L’Urssaf à la manœuvre du financement

Alors que le texte de la loi affiche le principe d’une « contribution unique à la formation professionnelle et à l’alternance », il distingue toujours la contribution à la formation professionnelle et la taxe d’apprentissage. Si les taux demeurent identiques (respectivement 0,55 % pour les employeurs de moins de 11 salariés et 0,68 % audelà), ces taxes seront recouvrées à l’horizon 2021 par l’Urssaf et non plus par l’OPCA. Les détails pratiques de ce transfert devront être précisés par une ordonnance rédigée par le gouvernement.

Nouvelles modalités de rupture du contrat d’apprentissage après 45 jours

À compter du 46e jour de formation en entreprise, l’apprenti pourra démissionner à condition de respecter un préavis dont la durée sera précisée dans un décret.

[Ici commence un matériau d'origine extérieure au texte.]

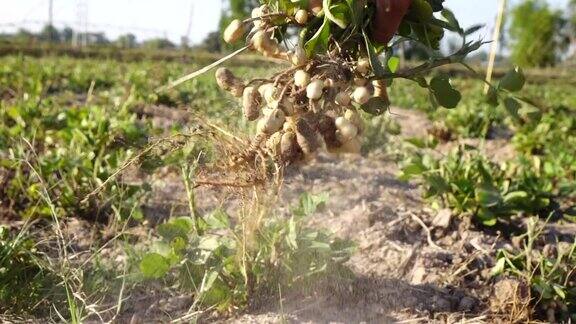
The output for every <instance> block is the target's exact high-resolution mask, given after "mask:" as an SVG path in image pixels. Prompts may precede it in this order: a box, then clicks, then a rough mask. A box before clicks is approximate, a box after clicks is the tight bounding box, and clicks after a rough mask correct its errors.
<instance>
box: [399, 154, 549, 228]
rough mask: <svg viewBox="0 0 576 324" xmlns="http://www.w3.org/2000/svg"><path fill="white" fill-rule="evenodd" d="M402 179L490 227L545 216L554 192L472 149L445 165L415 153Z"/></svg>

L’employeur pourra mettre fin au contrat sans saisir le conseil des prud’hommes s’il justifie d’une faute grave, de l’inaptitude de l’apprenti constatée par le médecin du travail, d’un cas de force majeur ou de l’exclusion de l’apprenti par le CFA. Idem après le décès de l’employeur en entreprise unipersonnelle. L’employeur suivra la procédure prévue pour le licenciement pour motif personnel, ou disciplinaire en cas de faute grave. Au 1er janvier 2019, comme aujourd’hui, le contrat pourra être librement rompu pendant les quarante-cinq premiers jours consécutifs ou non de formation en entreprise.